Yukon installs new information stop in Whitehorse for travellers passing through
Station will ensure 'non-resident travellers stay on their designated route'
The Yukon government says a new information station set up on the Alaska Highway in Whitehorse will help enforce COVID-19 travel restrictions.
In a news release, the government says the station at the intersection with Robert Service Way will help ensure that "non-resident travellers stay on their designated route and do not travel into Whitehorse."
The station was in place as of 8 a.m. Friday morning, in a highway rest stop. Travellers are not required to pull in but a sign directs them to "information for transiting through Yukon."
Three people and a small trailer were on hand Friday morning and said nobody had stopped in their first hour there.
Yukon implemented border restrictions under the territory's Civil Emergency Measures Act (CEMA) last month.

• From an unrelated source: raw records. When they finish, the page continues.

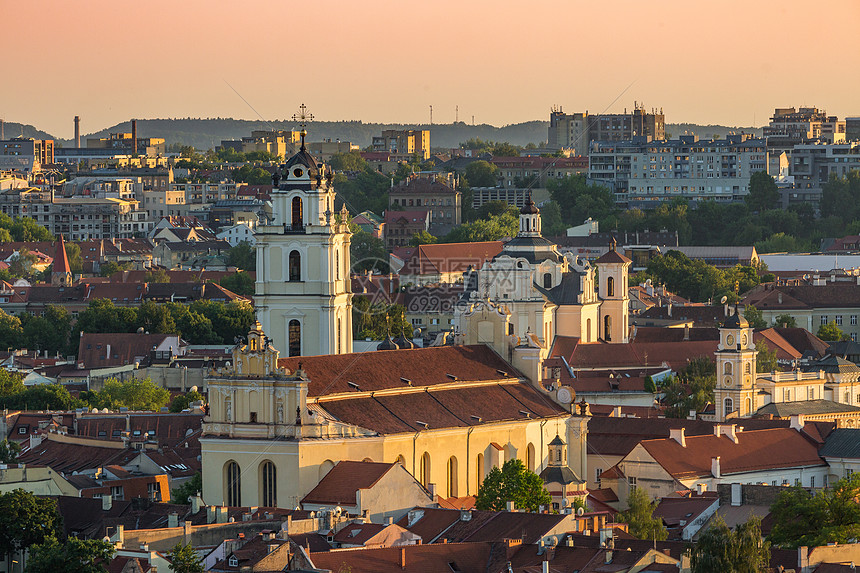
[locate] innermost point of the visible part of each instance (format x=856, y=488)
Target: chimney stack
x=134, y=137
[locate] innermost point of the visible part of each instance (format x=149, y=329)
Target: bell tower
x=303, y=296
x=612, y=271
x=734, y=394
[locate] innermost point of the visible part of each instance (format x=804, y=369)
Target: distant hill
x=12, y=129
x=208, y=133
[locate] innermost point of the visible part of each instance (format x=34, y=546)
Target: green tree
x=242, y=256
x=240, y=282
x=482, y=174
x=9, y=451
x=183, y=559
x=26, y=520
x=831, y=515
x=739, y=550
x=754, y=317
x=785, y=321
x=134, y=394
x=183, y=401
x=514, y=482
x=422, y=238
x=367, y=253
x=184, y=491
x=830, y=332
x=73, y=556
x=763, y=192
x=640, y=517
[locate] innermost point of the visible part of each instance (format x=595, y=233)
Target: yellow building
x=447, y=414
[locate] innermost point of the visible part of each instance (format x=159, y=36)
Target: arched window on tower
x=295, y=338
x=268, y=485
x=295, y=264
x=297, y=213
x=233, y=484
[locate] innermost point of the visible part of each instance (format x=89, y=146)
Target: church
x=293, y=400
x=530, y=293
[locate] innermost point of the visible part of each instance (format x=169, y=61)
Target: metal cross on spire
x=303, y=117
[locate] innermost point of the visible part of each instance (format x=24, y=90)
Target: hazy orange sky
x=728, y=62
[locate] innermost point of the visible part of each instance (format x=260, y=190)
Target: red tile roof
x=331, y=374
x=756, y=450
x=339, y=486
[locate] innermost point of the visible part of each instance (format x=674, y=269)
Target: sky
x=730, y=62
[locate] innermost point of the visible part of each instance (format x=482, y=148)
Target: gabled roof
x=756, y=450
x=330, y=374
x=340, y=485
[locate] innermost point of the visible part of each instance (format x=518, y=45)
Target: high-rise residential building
x=404, y=144
x=577, y=131
x=644, y=173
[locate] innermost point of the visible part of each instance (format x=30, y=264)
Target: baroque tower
x=303, y=296
x=734, y=394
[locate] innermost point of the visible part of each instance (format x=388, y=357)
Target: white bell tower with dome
x=302, y=294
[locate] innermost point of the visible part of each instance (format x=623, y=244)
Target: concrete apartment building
x=643, y=174
x=577, y=131
x=26, y=153
x=812, y=164
x=404, y=144
x=431, y=193
x=277, y=142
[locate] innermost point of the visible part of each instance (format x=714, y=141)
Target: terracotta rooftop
x=756, y=450
x=331, y=374
x=341, y=483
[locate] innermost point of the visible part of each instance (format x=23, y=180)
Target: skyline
x=386, y=62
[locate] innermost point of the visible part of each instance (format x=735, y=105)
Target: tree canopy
x=831, y=515
x=516, y=483
x=738, y=550
x=640, y=517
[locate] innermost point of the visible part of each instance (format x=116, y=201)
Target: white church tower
x=303, y=297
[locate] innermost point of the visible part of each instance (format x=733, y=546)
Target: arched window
x=295, y=338
x=298, y=213
x=233, y=484
x=268, y=485
x=452, y=477
x=424, y=470
x=295, y=264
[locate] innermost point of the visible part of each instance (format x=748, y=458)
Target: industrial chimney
x=134, y=137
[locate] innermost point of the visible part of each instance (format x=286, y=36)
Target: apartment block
x=577, y=131
x=645, y=173
x=404, y=144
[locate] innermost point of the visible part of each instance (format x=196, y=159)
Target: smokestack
x=134, y=137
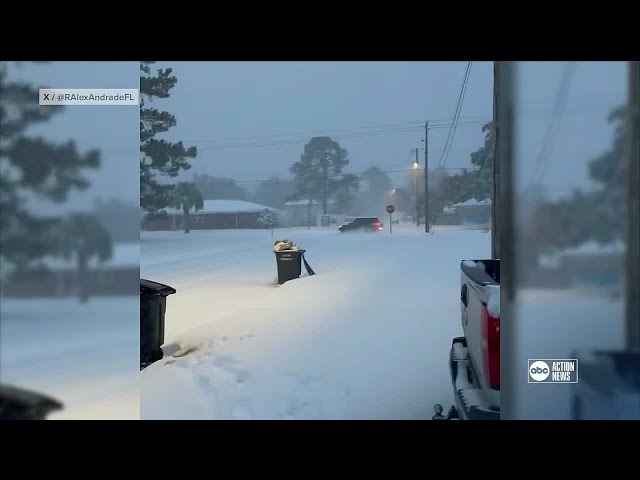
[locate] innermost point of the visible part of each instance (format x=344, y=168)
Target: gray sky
x=217, y=102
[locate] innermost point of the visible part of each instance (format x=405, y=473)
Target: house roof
x=305, y=202
x=227, y=206
x=473, y=203
x=124, y=255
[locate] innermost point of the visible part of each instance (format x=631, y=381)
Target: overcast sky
x=374, y=109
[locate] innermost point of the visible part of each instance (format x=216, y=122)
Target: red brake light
x=491, y=347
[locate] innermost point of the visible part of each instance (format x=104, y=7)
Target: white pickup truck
x=474, y=360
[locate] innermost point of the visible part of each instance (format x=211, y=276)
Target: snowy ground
x=86, y=356
x=368, y=337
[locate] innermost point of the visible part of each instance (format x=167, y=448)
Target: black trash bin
x=19, y=404
x=289, y=265
x=153, y=304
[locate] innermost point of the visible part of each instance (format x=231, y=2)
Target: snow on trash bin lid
x=281, y=245
x=149, y=287
x=13, y=399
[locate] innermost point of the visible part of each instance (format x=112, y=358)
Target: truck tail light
x=491, y=347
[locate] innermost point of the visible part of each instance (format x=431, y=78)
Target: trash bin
x=19, y=404
x=289, y=265
x=153, y=304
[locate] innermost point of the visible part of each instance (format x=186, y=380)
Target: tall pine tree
x=158, y=157
x=32, y=167
x=318, y=175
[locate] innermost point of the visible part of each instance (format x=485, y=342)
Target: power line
x=386, y=172
x=456, y=115
x=455, y=125
x=546, y=147
x=446, y=122
x=337, y=137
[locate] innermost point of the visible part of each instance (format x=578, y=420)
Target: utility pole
x=416, y=167
x=427, y=212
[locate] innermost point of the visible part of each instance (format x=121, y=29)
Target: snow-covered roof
x=595, y=248
x=227, y=206
x=306, y=202
x=124, y=255
x=473, y=203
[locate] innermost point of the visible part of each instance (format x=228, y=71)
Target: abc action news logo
x=554, y=370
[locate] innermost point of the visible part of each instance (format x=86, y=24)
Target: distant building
x=55, y=277
x=217, y=214
x=595, y=268
x=474, y=214
x=306, y=212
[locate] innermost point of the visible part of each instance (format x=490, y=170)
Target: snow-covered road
x=368, y=337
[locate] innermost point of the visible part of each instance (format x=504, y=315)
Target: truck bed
x=471, y=402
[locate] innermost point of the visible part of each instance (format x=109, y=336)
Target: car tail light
x=491, y=347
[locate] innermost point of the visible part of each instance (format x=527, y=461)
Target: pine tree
x=158, y=157
x=318, y=174
x=32, y=167
x=186, y=197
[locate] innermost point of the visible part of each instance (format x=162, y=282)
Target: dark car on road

Right now, entry to Yukon is forbidden to anybody but Yukon residents and their families, critical and essential workers, people in transit through the territory, and people exercising Indigenous and treaty rights.
The government now has four mandated routes for people travelling through the territory to Alaska.
The government says CEMA enforcement officers are now in place in Carmacks, Mayo, Dawson, Ross River, Faro, Haines Junction, Old Crow, Teslin and Watson Lake.
RCMP in all communities may also issue fines or arrest anybody found violating CEMA orders.
The government is expected to release a reopening plan for the territory later on Friday, but officials have said that border restrictions will not likely be lifted any time soon.